Eine knappe Woche zuvor hatte Premierministerin Theresa May angekündigt, sie werde den 29. März 2019 als exaktes Datum des EU-Austritts gesetzlich festschreiben lassen. 15 konservative Abgeordnete, die eine mögliche Rebellion gegen diesen taktisch fragwürdigen Schritt signalisierten, wurden auf der Titelseite des einst seriös konservativen "Daily Telegraph" als "Brexit-Meuterer" zur Schau gestellt.

Man vergleiche dazu den Fall des konservativen Parlamentariers John Redwood, der in seiner Kolumne für die "Financial Times" offen davon abriet, in Großbritannien zu investieren, weil die "Wirtschaft im UK auf die Bremse steigt". Redwood, der Abgeordnete des wohlhabenden südenglischen Wahlkreises Wokingham und als solcher einer der glühendsten Verfechter eines "No Deal"-Brexit, schrieb dies in seiner Nebenfunktion als globaler Chefstratege der Investitionsberater Charles Stanley.

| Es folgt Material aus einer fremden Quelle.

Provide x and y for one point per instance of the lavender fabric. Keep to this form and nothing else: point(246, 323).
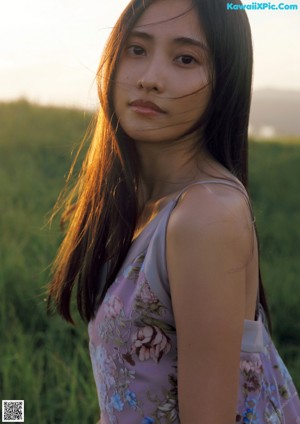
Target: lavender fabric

Die Ökonomin Frances Coppola zeigte diesen akuten Interessenkonflikt in einem Artikel für "Forbes" auf, bezichtigte Redwood des mutwilligen "Desaster-Kapitalismus" und forderte seinen Rücktritt. Dem britischen Medienmainstream war die dubiose Doppelrolle eines Parlamentariers, der sein Land unter patriotischen Parolen aus mutmaßlich spekulativem Interesse in die Bredouille treibt, allerdings kaum eine Erwähnung wert. Immerhin scheint Redwood sich mit den Konsequenzen des harten Brexit, den er anstrebt, zu beschäftigen. Offenbar im Unterschied zu Brexit-Minister David Davis, der behauptet hatte, er habe 58 Studien über die in verschiedenen Wirtschaftsbereichen zu erwartenden Auswirkungen in der Lade liegen. Erst hieß es, der Inhalt jener Studien sei aus verhandlungstaktischen Gründen streng geheim, dann setzte das Unterhaus auf Drängen Labours deren Veröffentlichung durch.

Studien existierten nicht

Da musste Davis gestehen, dass die sagenumwobenen Studien gar nicht existierten. Wozu auch, schließlich ist der Brexit eine Glaubensfrage. Wie sonst erklärt sich die Bereitschaft eines großen Teils der - systematisch desinformierten - britischen Bevölkerung, die Verhandlungen mit der EU zu ihrem eigenen schweren Schaden mutwillig platzen zu lassen - selbstverständlich ohne die volksmündlich als "Scheidungsgeld" bezeichneten Ausstände an die EU zu bezahlen?

Die im Falle von "No Deal" unausweichliche harte irisch-nordirische Grenze samt allen daraus folgenden Konsequenzen für den dortigen Friedensprozess bietet den Briten eine willkommene Gelegenheit zur Wiederentdeckung alter kolonialer Dominanzgebärden. Vergangenen Mittwoch riet etwa ein Leitartikel in der "Sun" dem "naiven jungen" irischen Premier Leo Varadkar, "sein Maul zu halten und erwachsen zu werden". Am Donnerstag wiederum empörte man sich darüber, dass die EU die Bewerbungen fünf britischer Städte zur europäischen Kulturhauptstadt des Jahres 2023 abgelehnt hatte, weil Großbritannien bis dahin den europäischen Wirtschaftsraum verlassen haben wird. "Zorn braust auf", schrieb die "Daily Mail". Die Warnungen der Airbus-Managerin Katherine Bennett vor einem parlamentarischen Ausschuss, dass der in transkontinentale Produktionswege integrierte Standort des Flugzeugherstellers in Broughton in Nordwales mit seinen 7000 Arbeitsplätzen den Brexit nicht überleben könnte, schafften es dagegen nicht einmal in die Abendnachrichten.